Dictionary of National Biography, 1885-1900/Burns, Robert (1789-1869)
BURNS, ROBERT, D.D. (1789–1869), theological writer and church leader, was born at Bo'ness in 1789, educated at the university of Edinburgh, licensed as a probationer of the church of Scotland in 1810, and ordained minister of the Low church, Paisley, in 1811. He was a man of great energy and activity, a popular preacher, a laborious worker in his parish and town, a strenuous supporter of the evangelical party in the church, and one of the foremost opponents of lay patronage. In 1815, impressed with the spiritual wants of his countrymen in the colonies, he helped to form a colonial society for supplying them with ministers, and of this society he continued the mainspring for fifteen years. Joining the Free church in 1843, he was sent by the general assembly in 1844 to the United States, to cultivate fraternal relations with the churches there, and in 1845 he accepted an invitation to be minister of Knox's church, Toronto, in which charge he remained till 1856, when he was appointed professor of church history and apologetics in Knox's College, a theological institution of the presbyterian church.
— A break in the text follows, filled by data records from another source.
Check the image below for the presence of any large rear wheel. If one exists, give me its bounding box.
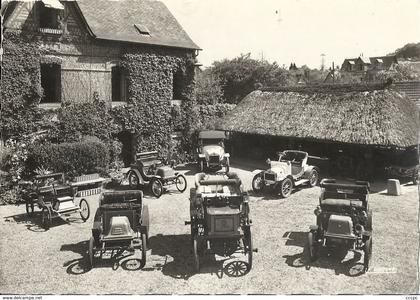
[252,173,264,193]
[128,171,140,189]
[279,177,293,198]
[79,199,90,222]
[309,169,319,187]
[150,178,163,198]
[175,174,187,193]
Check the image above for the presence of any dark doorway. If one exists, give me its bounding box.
[41,64,61,103]
[118,131,136,167]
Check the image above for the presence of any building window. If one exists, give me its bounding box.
[172,71,182,100]
[39,3,60,29]
[41,64,61,103]
[111,66,128,102]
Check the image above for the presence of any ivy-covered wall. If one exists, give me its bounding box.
[0,33,42,140]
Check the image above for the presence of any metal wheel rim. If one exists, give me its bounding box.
[252,175,262,190]
[128,172,139,187]
[79,199,90,220]
[152,180,163,197]
[281,179,292,196]
[226,261,248,277]
[309,171,318,186]
[175,175,187,192]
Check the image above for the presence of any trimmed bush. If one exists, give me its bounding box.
[27,141,109,177]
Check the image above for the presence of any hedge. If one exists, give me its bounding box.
[26,141,109,177]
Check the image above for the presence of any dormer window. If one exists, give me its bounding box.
[38,0,64,30]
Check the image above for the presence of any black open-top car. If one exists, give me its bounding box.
[89,191,149,267]
[308,179,372,272]
[186,173,256,276]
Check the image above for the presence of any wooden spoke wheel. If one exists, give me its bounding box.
[79,199,90,222]
[175,174,187,193]
[150,178,163,198]
[252,173,264,193]
[128,171,140,188]
[279,177,293,198]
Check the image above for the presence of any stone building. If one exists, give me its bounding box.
[4,0,199,108]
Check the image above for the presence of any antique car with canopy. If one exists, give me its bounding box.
[197,130,230,173]
[185,173,257,276]
[25,173,90,229]
[252,150,320,198]
[89,190,149,268]
[308,179,372,272]
[127,151,187,198]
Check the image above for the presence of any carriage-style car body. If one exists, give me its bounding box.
[197,130,230,173]
[25,173,90,229]
[252,150,320,198]
[308,179,372,271]
[127,151,187,198]
[89,190,149,267]
[185,173,256,276]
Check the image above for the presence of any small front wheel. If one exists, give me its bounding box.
[26,200,34,217]
[175,174,187,193]
[150,178,163,198]
[252,173,264,193]
[280,177,293,198]
[79,199,90,222]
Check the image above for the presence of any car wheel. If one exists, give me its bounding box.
[128,171,140,189]
[79,199,90,222]
[26,200,34,217]
[175,175,187,193]
[309,169,319,187]
[252,173,264,193]
[363,237,372,272]
[150,178,163,198]
[308,231,319,261]
[280,177,293,198]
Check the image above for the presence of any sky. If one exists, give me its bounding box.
[161,0,420,68]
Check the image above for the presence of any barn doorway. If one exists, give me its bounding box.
[117,131,136,167]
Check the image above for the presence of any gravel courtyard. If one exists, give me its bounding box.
[0,163,419,294]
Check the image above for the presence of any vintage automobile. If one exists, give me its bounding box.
[385,165,420,184]
[252,150,320,198]
[24,173,90,229]
[89,190,149,268]
[127,151,187,198]
[308,179,372,272]
[197,130,230,173]
[185,173,257,276]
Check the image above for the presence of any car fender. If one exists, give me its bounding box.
[252,169,264,176]
[303,166,319,178]
[127,168,144,184]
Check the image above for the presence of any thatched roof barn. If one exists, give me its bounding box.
[219,85,420,149]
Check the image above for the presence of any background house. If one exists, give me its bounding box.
[4,0,199,107]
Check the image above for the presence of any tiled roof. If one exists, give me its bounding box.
[77,0,200,49]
Burns took a most lively interest in his church, moving about with great activity over the whole colony, and becoming acquainted with almost every congregation. He died in 1869. He was the author of several works: 1. 'A Historical Dissertation on the Law and Practice of Great Britain with regard to the Poor,' 1819. 2. 'On Pluralities,' 1824. 3. 'The Ghareloch Heresy tried,' 1830. 4. 'Life of Stevenson Macgill, D.D.,' 1842. Besides writing these works, he edited in 1828 a new edition of Wodrow's 'History of the Sufferings of the Church of Scotland, from the Restoration to the Revolution,' in 4 vols., contributing a life of the author; and for three years (1838-40) he edited and contributed many papers to the 'Edinburgh Christian Instructor,' which had been a very powerful organ of the evangelical party in the church when edited by Dr. Andrew Thomson, and was conducted by Burns for the advancement of the same cause.
[Memoir of Dr. Burns, by his son, Robert F. Burns, D.D., now of Halifax, Nova Scotia; Disruption Worthies; Notice of Dr. Burns, by his nephew, J. C. Burns, D.D., Kirkliston.]